Materials and Methods: A non-randomized, open labelled, non-comparative, multi-centric, study was conducted in total of 211 patients. Each patient was administered a fixed dose combination of Amitriptyline 10 mg and Pantoprazole 40 mg once a day, for 4 week. GERD questionnaire, HADS (Hospital Anxiety & Depression Score) & SF-8 questionnaire (Short Form Health Survey) were performed at baseline and at the end of study as assessment tools.
Results: At the end of study data was extractable only in 188 patients (132 males and 56 females, mean age was 44 ± 12 years). GERD symptoms & anxiety score reduced significantly (p< 0.0001) at week 4 compared to baseline. SF-8 score also improved significantly (p< 0.0001) at week 4. The coexistence of anxiety with GERD was observed more commonly in males compared to females. Tolerability of fixed dose combination was found to be good and none of the subjects discontinued the treatment.
Conclusion: Amitriptyline and Pantoprazole combination was found to be effective and safe for the management in those who had GERD with co-existing anxiety.
Keywords: GERD; Anxiety; Amitriptyline; Pantoprazole;
Presently, up to 70% of the patients with complaints of reflux symptoms have been noted to have NERD [2]. Despite the potency of proton pump inhibitors (PPIs) on gastric acid secretion, it is now evident that they do not suppress symptoms in patients with GERD as completely as was once supposed. Indeed, with the advent of more thorough symptom evaluation, it is now well recognized that both in the clinical study setting and in ordinary clinical practice, many GERD patients experience persistence of troublesome reflux symptoms while taking PPI therapy [3].
Some 40–50% of patients with NERD, and 6–15% of those with erosive esophagitis (EE), has been reported as refractory to PPI therapy [4].
According to the literature psychological factors, including anxiety and depression, play an essential role in the development of GERD and especially that of NERD [1].
One population based study showed that there is increase in GERD related symptoms due to presence of anxiety and depression [5].
In a recent study by Yang XY et al it was demonstrated that the presence of anxiety in NERD & RE was 49.66% & 44.03% respectively [1].
Predictions by many physicians and previous studies have established that patients with concurrent anxiety or depression would respond poorly to GERD treatment [6].
Thus, it has been proposed that patients who did not respond to PPI therapy are more likely to have psychosocial comorbidity than those who were successfully treated with a PPI [7].
Consequently, anti-anxiety medications may be alternative therapies for patients with NERD and RE if antacids cannot produce a satisfactory effect [1].

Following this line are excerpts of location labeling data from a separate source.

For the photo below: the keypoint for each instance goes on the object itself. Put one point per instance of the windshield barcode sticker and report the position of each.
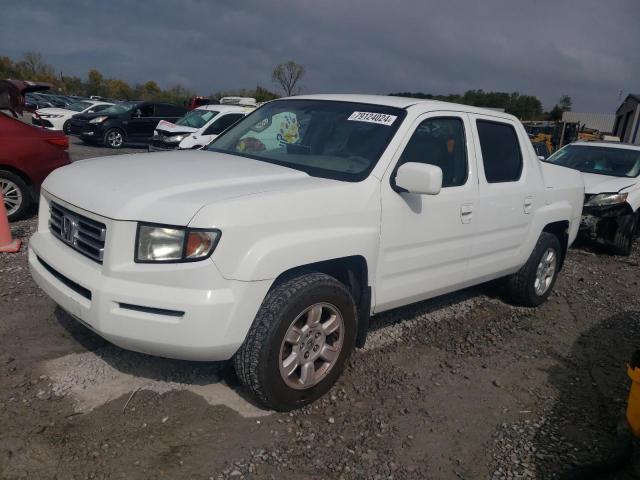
(372, 117)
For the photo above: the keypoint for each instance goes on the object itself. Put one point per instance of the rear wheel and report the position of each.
(299, 342)
(532, 284)
(114, 138)
(624, 235)
(16, 194)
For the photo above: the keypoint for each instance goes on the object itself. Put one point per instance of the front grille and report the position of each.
(79, 232)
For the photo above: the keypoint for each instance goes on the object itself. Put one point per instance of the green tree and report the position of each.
(118, 89)
(95, 83)
(288, 75)
(565, 103)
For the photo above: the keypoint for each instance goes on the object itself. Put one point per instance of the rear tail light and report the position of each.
(60, 142)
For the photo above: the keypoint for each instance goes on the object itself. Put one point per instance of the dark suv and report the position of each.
(124, 123)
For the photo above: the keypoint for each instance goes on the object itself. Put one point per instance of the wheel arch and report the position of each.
(17, 172)
(118, 127)
(33, 191)
(353, 272)
(560, 230)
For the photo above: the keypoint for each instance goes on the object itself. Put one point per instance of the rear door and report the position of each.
(506, 199)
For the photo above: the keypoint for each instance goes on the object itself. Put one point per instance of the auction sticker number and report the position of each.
(372, 117)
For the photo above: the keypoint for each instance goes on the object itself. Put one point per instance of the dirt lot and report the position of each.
(460, 387)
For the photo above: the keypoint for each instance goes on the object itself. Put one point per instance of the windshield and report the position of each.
(78, 106)
(616, 162)
(330, 139)
(197, 118)
(119, 108)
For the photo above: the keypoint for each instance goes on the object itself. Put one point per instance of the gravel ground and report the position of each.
(460, 387)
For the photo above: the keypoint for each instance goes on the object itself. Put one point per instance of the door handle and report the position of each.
(466, 212)
(528, 205)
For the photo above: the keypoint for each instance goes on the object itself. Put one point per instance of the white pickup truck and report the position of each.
(275, 245)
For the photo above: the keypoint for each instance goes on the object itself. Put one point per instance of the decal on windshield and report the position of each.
(372, 117)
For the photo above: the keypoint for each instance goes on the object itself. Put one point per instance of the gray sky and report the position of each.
(585, 48)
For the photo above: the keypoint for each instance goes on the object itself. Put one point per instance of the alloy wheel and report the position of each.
(545, 272)
(114, 139)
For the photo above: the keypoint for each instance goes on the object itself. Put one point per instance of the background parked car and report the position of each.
(197, 128)
(124, 123)
(32, 102)
(27, 156)
(611, 173)
(58, 118)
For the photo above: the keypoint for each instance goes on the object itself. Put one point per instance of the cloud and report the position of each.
(544, 48)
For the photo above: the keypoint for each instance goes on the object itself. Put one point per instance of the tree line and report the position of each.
(32, 66)
(525, 107)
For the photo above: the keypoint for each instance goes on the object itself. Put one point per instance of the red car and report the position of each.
(27, 154)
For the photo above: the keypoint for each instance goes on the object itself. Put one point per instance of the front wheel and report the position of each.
(532, 284)
(299, 342)
(114, 138)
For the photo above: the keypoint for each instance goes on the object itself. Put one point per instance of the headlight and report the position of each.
(98, 120)
(175, 138)
(174, 244)
(604, 199)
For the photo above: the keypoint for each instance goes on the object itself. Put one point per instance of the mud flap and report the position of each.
(364, 309)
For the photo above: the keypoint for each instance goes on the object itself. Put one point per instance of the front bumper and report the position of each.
(601, 223)
(185, 311)
(41, 122)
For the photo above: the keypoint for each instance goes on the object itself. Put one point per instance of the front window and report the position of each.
(331, 139)
(78, 106)
(197, 118)
(616, 162)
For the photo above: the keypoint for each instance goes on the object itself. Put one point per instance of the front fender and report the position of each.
(271, 256)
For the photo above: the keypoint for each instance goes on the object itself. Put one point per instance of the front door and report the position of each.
(427, 239)
(507, 198)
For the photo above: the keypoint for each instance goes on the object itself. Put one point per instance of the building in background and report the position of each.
(628, 120)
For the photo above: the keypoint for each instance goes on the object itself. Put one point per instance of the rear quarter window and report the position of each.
(501, 154)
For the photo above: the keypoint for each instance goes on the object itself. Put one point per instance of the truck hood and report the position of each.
(595, 183)
(168, 187)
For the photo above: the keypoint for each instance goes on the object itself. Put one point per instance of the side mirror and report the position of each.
(420, 178)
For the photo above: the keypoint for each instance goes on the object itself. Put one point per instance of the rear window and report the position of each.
(501, 154)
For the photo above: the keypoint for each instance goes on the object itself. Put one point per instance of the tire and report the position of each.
(531, 286)
(114, 138)
(260, 362)
(17, 195)
(624, 235)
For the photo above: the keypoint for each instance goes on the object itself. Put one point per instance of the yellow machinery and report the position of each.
(633, 404)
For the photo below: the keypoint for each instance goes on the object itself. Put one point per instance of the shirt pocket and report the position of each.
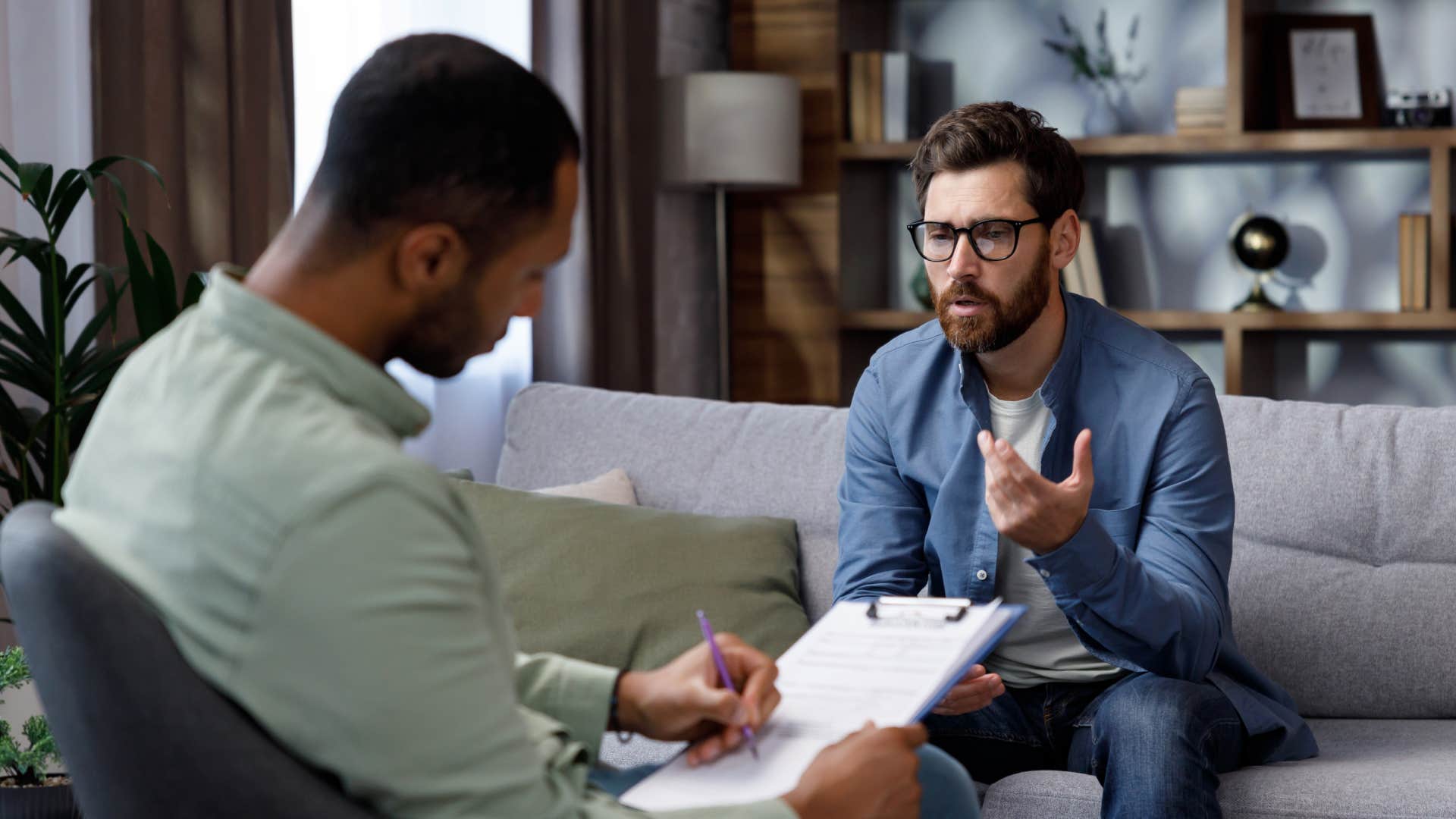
(1120, 523)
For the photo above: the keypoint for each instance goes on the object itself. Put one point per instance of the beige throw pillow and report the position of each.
(613, 487)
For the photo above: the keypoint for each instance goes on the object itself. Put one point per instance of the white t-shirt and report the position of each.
(1041, 648)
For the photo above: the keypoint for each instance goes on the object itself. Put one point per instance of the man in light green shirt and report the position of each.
(243, 472)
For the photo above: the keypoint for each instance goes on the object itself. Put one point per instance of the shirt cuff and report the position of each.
(576, 694)
(1082, 563)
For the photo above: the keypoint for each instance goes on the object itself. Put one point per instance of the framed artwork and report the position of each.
(1326, 71)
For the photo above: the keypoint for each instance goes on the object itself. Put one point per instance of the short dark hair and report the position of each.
(437, 127)
(984, 133)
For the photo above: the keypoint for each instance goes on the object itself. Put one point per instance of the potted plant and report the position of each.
(36, 354)
(27, 789)
(1110, 111)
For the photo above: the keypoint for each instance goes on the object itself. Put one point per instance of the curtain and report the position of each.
(202, 89)
(598, 322)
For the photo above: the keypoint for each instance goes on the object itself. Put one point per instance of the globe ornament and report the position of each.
(1260, 243)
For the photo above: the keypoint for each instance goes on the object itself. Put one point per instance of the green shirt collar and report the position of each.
(343, 372)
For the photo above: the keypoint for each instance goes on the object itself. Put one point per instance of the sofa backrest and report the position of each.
(691, 455)
(1345, 569)
(1345, 554)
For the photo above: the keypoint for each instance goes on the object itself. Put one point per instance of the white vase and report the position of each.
(1110, 112)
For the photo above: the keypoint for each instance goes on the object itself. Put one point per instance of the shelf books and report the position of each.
(1200, 110)
(1082, 275)
(881, 96)
(1416, 262)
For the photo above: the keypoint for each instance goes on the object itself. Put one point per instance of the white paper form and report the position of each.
(845, 670)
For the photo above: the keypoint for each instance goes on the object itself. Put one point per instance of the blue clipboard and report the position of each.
(1012, 614)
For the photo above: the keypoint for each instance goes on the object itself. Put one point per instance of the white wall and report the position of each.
(331, 39)
(46, 117)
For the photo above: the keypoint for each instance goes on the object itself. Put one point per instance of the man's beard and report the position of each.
(999, 324)
(441, 338)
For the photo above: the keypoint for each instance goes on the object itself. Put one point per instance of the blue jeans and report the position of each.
(1156, 744)
(946, 789)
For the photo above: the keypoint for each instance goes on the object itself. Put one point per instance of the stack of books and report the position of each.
(1200, 110)
(881, 101)
(1416, 262)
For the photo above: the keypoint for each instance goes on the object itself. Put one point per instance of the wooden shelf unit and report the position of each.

A total of 211 GERD patients (men and women, mean age: 44.16 ± 11.53 years) reporting to Gastroenterology OPD, were screened for the intensity of heartburn, regurgitation, retrosternal pain, nausea, sleep disturbance & use of additional medication on 4 point analog scale(0-3: 0=None; 1=Mild; 2=Moderate & 3=Severe). Evaluation of anxiety symptoms was done using hospital anxiety and depression scale (HADS) which was a 7-item self-rating questionnaire. Respondents had to indicate the frequency of any symptom on a four-point scale. Scores were calculated as the sum of their respective 7-item scores (ranging from 0 to 21) where (0-7 = normal, 8-10 = borderline abnormal, 11-21 = abnormal). Short-form health survey (SF- 8) questionnaire consisting of 8 items was done on six- point scale (1-6: 1=Very Poor; 2=Poor; 3=Fair; 4=Good; 5=Very Good; 6=Excellent).
During the trial duration, patients were allowed to take additional medications like Levosulpiride, Domperidone, Antacids etc. for symptomatic relief.
The exclusion criteria included patients with any of the several conditions listed as follows:
Use of prescribed non-steroidal anti-inflammatory drugs (NSAIDs) and aspirin; a history of upper gastrointestinal surgery; comorbidities, such as scleroderma, diabetes mellitus, autonomic or peripheral neuropathy, myopathy, functional bowel disorder or any underlying disease (or medication) that might affect the lower esophageal sphincter pressure or increase the acid clearance time and inability or unwillingness to provide informed consent. Females who were pregnant or planning to conceive and lactating mothers were also excluded from the study.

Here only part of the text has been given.